The happiness industry

  The current obsession with attempting to quantify happiness is having a detrimental effect on society said Will Davis speaking at the RSA today in a talk entitled: how Government and big business sold us wellbeing. 

There are myriad examples of the kind of quantification he is talking about :

  • The rise of happiness statistics 
  • The rise of wearable technology and mood quantification 
  • The rise of new methodologies in fields like Neuroeconomics which seek to show that dopamine, for example, has a direct impact on economics
  • The rise of face and voice scanning technologies collecting data on moods
  • And the notorious Facebook experiment on whether mood can be influenced by manipulating what people see in their news feeds

So why is this happening particularly now? For three reasons he says:

1. The rising importantance of psychological engagement in workforce. 

2. The dramatic rise of depression and anxiety increasingly framed as illnesses rooted in physical causes

3. The fact that we now live in a society where experiments can be run in everyday life. 

His belief is that we need to challenge the argument that it is self-evident that happiness can and should be measured.  

The roots of this trend go back to Jeremy Bentham’s utilitarianism at the end of the 19th Century. 

Bentham was concerned about the danger of abstract language which he felt could be used to manipulate- terms like the “devine right of Kings” or the “rights of Man”. But Davis believes there are philosophical contradictions with Bentham’s approach. 

Happiness was being simulataneously being asked to fill two roles; in one the ethical status of happiness is of being good in itself, in the other it is also measurable and empirical. Davis says the concept constantly flips between the two.

Mindfulness is a good example. The current trend for mindfulness bolts together the metaphysical and the supposedly empirical and scientific.

The risk is that the capacity to explain what we feel is undermined and unhappiness is increasingly seen as being capable of remedy by medial intervention.
We therefore end up granting external authorities power over us – such as the The Diagnostic and Statistical Manual of Mental Disorders which defines quite specially things like depression.  

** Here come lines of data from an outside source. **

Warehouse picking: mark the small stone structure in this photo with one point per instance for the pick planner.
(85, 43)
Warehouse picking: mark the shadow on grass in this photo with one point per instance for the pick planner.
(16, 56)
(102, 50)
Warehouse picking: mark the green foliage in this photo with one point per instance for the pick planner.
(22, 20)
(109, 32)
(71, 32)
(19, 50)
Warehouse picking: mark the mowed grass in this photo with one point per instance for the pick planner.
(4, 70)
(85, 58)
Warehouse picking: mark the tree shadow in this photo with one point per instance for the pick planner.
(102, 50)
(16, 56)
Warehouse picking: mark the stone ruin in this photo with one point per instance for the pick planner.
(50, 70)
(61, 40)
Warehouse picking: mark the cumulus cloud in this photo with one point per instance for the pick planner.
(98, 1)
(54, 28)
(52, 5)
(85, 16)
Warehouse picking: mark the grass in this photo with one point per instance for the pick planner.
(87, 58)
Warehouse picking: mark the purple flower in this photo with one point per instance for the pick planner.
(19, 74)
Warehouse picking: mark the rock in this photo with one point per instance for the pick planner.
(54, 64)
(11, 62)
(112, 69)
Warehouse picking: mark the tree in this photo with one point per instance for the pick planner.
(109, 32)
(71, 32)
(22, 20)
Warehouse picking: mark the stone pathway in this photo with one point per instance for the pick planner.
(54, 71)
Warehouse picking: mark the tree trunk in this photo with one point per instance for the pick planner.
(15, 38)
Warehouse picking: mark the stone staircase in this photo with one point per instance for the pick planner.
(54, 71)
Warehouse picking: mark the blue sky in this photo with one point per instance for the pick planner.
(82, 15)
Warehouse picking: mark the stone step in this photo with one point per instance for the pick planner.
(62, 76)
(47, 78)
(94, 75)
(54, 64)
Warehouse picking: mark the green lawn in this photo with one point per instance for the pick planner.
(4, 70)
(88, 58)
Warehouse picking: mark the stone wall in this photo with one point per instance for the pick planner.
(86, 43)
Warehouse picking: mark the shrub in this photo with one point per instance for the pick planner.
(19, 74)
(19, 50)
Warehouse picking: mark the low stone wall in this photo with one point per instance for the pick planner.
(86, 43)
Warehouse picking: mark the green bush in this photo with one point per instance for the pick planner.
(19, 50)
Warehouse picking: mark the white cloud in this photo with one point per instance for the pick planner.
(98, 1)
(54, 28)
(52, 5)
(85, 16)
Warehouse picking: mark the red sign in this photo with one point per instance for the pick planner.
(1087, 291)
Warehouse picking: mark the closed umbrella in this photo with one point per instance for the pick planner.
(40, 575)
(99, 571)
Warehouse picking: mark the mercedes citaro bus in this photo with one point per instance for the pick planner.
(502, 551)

What is needed he says is a reauthorisation of people to describe how they feel in terms which transcend the purely empirical. We need to be free to be the “authorised narrators of our own happiness.”

“Settling ethical questions by resorting to matters of fact is dangerous,” he says, as is locating sources of unhappiness in individual bodies and brains rather than in the world around them (inequality, for instance).

“Sometimes its important for people to have something to be unhappy about.”

Towards an economy that works for us

We are now living in an age of total bureaucracy says David Graeber, anthropologist and leading figure in the Occupy movement, speaking at the RSA last week. There is now a web of planetary organisations including global corporations, NGOs, institutions like the IMF and Workd Bank which has merged into a single web-like bureaucracy.  

Bureaucratic institutions are really about limiting imagination, implying that there is simply no alternative to the global capitalism system.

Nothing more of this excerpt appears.